Ce nouveau dispositif de garde d’enfants s’inscrit dans la continuité de “l’engagement fort du conseil départemental en matière de lutte contre les violences faites aux femmes. La collectivité copilote, ainsi, depuis 2021 l’Observatoire départemental des violences faites aux femmes, aux côtés de la préfecture Haute-Garonne. Depuis 2023, elle finance, dans le cadre de cette instance, le dispositif des “bons taxis”, coordonné par le Cidff 31, qui permet de transporter en urgence les femmes victimes de violences conjugales”. Le département figure également parmi les premiers soutiens de la Maison des femmes, lieu unique de prise en charge et d’accueil inconditionnel des femmes victimes de violences, portée par le CHU de Toulouse et inaugurée le 3 mars dernier.

Plus de 100 000 femmes victimes de violences conjugales

Violences faites aux femmes. Ph d’illustration : Geralt de Pixabay

Dans ce département, qui dispose d’un observatoire, il y a eu trois féminicides en 2023 et autant en 2022. Côté justice, 46 téléphones grave danger étaient en service. L’Etat a dédié 369 places d’urgence (+ 185 places par rapport à 2022). Quant au nombre de mères isolées avec enfants, victimes de violences conjugales, de moins de trois ans prises en charge par le CD31, leur nombre s’établit à 326. L’Observatoire estime que “plus de 100 000 femmes sont victimes de violences conjugales”. Et sur l’ensemble des 9 associations expertes, 5 284 femmes ont été accueillies (+ 13 % par rapport à 2022) et plus de 3 000 par les maisons des solidarités.
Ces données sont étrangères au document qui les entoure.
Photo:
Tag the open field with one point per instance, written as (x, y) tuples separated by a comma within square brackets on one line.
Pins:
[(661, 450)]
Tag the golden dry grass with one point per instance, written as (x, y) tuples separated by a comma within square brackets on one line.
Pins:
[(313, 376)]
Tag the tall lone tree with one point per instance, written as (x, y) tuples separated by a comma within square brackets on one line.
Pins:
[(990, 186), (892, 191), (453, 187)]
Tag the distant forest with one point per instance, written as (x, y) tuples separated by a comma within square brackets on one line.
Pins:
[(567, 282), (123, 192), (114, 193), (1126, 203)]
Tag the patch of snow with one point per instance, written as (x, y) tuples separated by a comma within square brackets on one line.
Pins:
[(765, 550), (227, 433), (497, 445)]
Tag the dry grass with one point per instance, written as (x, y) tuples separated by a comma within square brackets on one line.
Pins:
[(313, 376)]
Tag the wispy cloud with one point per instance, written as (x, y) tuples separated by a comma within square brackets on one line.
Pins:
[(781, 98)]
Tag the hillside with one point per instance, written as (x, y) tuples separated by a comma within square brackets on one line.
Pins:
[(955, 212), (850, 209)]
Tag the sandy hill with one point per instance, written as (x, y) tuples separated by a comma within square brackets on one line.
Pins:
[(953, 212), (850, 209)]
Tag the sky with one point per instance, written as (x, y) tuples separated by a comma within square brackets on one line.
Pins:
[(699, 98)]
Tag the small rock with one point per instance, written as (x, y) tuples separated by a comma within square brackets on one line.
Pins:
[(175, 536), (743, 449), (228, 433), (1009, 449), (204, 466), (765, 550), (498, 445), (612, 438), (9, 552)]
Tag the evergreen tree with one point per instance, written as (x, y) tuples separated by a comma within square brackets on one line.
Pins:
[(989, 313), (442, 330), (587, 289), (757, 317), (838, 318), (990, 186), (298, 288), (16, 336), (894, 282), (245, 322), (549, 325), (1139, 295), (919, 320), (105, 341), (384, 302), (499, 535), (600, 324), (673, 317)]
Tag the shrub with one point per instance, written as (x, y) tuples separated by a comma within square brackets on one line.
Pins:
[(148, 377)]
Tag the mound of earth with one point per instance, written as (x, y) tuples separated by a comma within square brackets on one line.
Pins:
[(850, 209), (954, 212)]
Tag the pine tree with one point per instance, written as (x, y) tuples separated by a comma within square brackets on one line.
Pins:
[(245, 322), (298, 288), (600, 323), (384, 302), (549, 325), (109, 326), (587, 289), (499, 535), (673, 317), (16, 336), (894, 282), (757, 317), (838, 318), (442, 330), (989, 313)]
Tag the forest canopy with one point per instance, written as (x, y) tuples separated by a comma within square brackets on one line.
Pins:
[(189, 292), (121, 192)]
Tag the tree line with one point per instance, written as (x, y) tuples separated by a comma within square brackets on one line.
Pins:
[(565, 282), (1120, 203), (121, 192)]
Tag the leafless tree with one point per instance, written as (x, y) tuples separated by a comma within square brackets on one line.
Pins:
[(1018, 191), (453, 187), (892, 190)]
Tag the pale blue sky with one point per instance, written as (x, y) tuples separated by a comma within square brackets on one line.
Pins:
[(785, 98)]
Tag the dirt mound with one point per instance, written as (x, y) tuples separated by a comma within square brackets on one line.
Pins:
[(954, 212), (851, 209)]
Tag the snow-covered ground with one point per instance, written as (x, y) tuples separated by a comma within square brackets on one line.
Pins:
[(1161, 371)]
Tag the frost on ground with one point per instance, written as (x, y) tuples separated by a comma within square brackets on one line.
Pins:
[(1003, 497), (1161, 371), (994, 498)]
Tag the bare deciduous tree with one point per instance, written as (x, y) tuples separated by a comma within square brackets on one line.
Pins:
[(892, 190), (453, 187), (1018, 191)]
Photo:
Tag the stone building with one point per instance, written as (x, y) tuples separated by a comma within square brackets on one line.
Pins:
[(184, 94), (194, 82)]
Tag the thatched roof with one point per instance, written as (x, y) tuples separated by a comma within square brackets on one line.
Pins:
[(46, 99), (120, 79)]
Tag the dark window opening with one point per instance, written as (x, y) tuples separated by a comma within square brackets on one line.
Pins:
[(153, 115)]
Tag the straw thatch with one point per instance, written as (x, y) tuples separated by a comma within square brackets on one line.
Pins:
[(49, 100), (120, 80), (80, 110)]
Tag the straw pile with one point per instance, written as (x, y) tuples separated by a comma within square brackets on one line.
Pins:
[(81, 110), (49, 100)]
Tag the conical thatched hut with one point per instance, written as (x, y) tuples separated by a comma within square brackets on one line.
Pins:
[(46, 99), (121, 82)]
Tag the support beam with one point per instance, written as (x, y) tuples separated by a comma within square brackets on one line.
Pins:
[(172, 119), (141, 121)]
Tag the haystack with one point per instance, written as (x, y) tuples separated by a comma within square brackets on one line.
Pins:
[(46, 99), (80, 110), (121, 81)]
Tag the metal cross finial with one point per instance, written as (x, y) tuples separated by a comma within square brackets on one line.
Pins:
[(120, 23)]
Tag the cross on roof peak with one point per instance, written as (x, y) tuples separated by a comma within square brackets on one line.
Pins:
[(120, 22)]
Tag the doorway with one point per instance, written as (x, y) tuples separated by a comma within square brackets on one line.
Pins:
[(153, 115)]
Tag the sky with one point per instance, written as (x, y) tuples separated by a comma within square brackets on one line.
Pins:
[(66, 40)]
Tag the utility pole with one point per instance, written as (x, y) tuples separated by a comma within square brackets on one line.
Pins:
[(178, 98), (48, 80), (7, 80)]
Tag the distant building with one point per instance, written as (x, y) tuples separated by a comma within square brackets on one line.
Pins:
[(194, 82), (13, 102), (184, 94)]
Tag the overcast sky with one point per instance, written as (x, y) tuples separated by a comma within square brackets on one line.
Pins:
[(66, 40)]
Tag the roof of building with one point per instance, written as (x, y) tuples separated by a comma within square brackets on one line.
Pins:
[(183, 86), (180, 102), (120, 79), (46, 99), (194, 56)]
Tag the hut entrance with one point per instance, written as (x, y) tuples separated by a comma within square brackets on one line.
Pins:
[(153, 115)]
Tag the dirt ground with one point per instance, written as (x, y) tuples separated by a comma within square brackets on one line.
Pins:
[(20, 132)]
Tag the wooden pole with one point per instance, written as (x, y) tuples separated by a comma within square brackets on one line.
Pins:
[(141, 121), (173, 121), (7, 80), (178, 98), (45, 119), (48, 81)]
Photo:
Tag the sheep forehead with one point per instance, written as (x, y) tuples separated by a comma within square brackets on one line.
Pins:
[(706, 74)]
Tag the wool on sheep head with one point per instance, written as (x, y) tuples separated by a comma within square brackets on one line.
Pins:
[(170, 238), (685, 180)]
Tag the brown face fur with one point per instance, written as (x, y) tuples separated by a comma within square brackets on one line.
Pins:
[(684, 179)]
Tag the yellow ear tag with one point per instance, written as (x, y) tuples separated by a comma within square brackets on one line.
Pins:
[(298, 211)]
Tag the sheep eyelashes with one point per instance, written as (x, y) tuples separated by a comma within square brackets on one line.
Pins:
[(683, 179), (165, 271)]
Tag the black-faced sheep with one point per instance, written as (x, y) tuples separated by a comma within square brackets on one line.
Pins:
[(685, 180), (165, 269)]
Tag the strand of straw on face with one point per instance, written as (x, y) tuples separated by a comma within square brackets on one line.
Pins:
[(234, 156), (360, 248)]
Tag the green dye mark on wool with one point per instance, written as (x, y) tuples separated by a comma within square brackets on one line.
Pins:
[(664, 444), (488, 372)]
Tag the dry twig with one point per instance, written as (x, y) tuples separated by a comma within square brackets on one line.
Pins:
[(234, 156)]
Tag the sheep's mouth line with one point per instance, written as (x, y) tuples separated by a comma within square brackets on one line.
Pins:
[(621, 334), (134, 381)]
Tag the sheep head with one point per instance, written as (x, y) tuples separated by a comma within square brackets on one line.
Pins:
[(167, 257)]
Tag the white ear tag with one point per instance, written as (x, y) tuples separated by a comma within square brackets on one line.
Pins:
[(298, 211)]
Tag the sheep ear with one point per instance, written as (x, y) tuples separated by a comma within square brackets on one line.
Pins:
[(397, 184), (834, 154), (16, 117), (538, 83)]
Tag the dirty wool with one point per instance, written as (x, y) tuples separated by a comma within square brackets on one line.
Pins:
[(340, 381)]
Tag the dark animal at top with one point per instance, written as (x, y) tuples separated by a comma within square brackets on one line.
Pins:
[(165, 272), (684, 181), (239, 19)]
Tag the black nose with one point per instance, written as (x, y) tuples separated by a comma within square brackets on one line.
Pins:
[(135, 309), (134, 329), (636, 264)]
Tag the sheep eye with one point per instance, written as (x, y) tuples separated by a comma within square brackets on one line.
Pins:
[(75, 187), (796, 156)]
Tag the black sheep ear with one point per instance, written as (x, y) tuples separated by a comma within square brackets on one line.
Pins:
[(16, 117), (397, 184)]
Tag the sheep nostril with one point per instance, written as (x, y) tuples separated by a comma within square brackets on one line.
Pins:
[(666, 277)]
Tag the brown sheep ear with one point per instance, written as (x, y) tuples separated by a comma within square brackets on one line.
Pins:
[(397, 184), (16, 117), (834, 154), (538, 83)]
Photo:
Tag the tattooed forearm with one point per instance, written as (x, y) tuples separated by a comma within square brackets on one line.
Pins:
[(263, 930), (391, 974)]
“En Haute-Garonne, je souhaite que l’égalité entre les femmes et les hommes soit une grande cause départementale et elle ne pourra être atteinte qu’à travers une lutte implacable contre toutes les formes de violence envers les femmes. Grâce à ce dispositif innovant, qui vient compléter les nombreuses actions que nous menons déjà, le Département se mobilise sans relâche aux côtés des acteurs locaux pour éradiquer ce fléau et redonner aux femmes victimes le droit de vivre en paix”, déclare Sébastien Vincini, président du conseil départemental.

Selon les derniers chiffres connus, treize féminicides conjugaux ont été enregistrés en Occitanie, en 2023, treize de trop, comme Dis-Leur vous l’a expliqué ICI. Gard, Hérault, Haute-Garonne et Hautes-Pyrénées sont très concernés. En France, selon le ministère de l’Intérieur, il y a eu, en 2023, 96 féminicides contre 145 en 2022, “niveau le plus bas jamais atteint depuis 2006”.